Five hundred and four years ago.  Over all that time, it seems to me that we’ve mostly thought of the Reformation as something historical, which it is, and something which happened a long long time ago, and it did.  We’ve also pictured it as something like us against the Roman Catholic Church, and that’s not so fully accurate.

That’s what I want us to look at today, because while history is important, it’s all too easy to think that when we know dates and actions, we know everything there is to know.  But the Reformation wasn’t really about one day in October; it was about re-thinking everything about what it meant (and means) to be a Christian.

It was the opening of a centuries-long conversation about whether there is one right way to be what we are.

And while the conversation over the centuries has looked like it was Protestant versus Catholic, I think if we look more closely, we’ll see that however true that was in the sixteenth century, in the twenty-first, it is much more clearly a conversation between those who are committed to one right way, and those who believe there is more than one right way.

The question then, the question now, is how can we hold together our human desire for similarity with our human recognition of the need for diversity?  

This isn’t just about relations between the various flavors of Christianity.  We can see the same questions in our internal conversations here in the church; we can see it happening in our homes, in our families.  How do we balance things out?

First, though, let’s look again at the Scripture readings for today.  We opened with the wonderful story of Naomi and Ruth…. and Orpah.  Orpah went home and was not condemned. Ruth stayed with Naomi, and has been praised for that – but let’s not forget that Orpah returned to her family.  There was more than one right answer to the dilemma of staying or going.  Ruth’s choice brought her into the continuing story and she is known as King David’s great-grandmother.

There are many things to be taken from the story of Ruth, and the first of them is that there is more than one right way.

The lesson from Mark takes us in another direction.  It tells us upon what foundation we can build our unity.  If there’s more than one right way to live out our lives, how can we hold together?  A scribe (think: bureaucrat, niggler, one of those fill-in=all-the-boxes folks) …a scribe thinks to nail Jesus by asking him which commandment is most important.  And Jesus’ answer names our truth:  the most important thing, he says is to love God, and right next to that is the call to love your neighbor.

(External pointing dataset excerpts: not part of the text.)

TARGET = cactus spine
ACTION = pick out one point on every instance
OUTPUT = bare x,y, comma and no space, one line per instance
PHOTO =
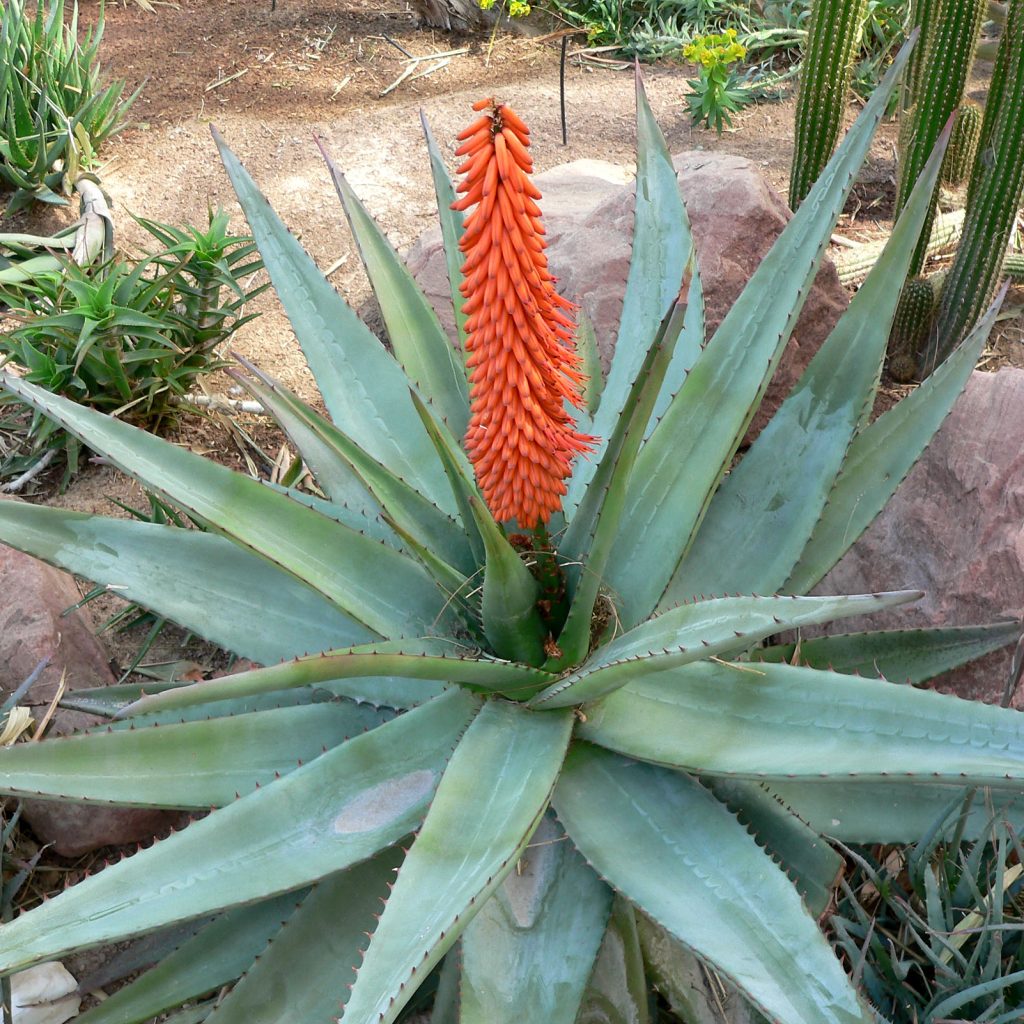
833,39
937,78
994,195
963,145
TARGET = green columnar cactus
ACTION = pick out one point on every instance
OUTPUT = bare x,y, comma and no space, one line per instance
943,58
993,198
833,38
913,320
963,145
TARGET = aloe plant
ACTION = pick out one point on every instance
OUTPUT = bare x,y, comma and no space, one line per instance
535,739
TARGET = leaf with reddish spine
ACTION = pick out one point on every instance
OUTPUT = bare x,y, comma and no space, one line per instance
417,337
639,824
194,765
694,632
429,659
463,852
781,722
336,811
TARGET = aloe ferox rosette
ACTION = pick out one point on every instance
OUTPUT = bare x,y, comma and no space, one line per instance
546,744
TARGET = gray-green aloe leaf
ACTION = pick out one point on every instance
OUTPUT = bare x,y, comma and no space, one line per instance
372,583
451,221
693,632
662,246
216,956
436,659
417,337
777,721
189,765
364,387
684,459
463,852
305,975
181,574
900,655
896,811
336,811
527,954
764,512
639,824
880,458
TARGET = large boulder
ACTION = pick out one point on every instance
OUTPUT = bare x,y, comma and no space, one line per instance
36,624
955,530
735,216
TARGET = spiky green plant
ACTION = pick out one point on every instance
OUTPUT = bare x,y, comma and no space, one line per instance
949,31
54,114
833,42
624,735
993,197
963,145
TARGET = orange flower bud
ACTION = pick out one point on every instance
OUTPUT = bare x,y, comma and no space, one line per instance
523,367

There you go.  Love God; love your neighbor.  Let Jesus’ call to center on those things help you to sift out the important from the extra added stuff.  Church being what it is, you’ll be glad to know we have a special, obscure name for extra added stuff…. it’s adiaphora, which is Greek for something that doesn’t matter.  

Following Jesus is important; whether the pastor or anyone else wears a pulpit robe is adiaphora.

Feeding the hungry is an obligation; whether we give them food, or money to go to a restaurant, or groceries, is adiaphora… not because we don’t care how they’re fed, but because feeding is feeding.  One church has a free meal in their hall – great.  We got folks lunch from local restaurants – also great.  Neither way is better than the other.

The question is, is it important in the eyes of God?  Years ago, I pastored a church that was redecorating their reception room.  And, of course, we were of two camps when it came to the carpet.  Would it be a lovely soft gray with flecks of maroon?  Or a lovely maroon with flecks of gray?  Would we match the wall color or contrast it?  As I remember, we chose the gray to make the room seem bigger… but whichever we chose, I am absolutely certain God did not care, not one bit.  What God cared about was that that church welcomed the stranger to the newly decorated room.  and that when the teen-ager tripped and fell, and dropped a full platter of ham slices on the new carpet…. we didn’t up and throw him out.  Carpets are adiaphora.

We love God; God cares that because we love God, we love our neighbor.  

God calls us to center our ministries upon that foundation – love of God, love of neighbor.  And to put the rest – all the details in proper perspective.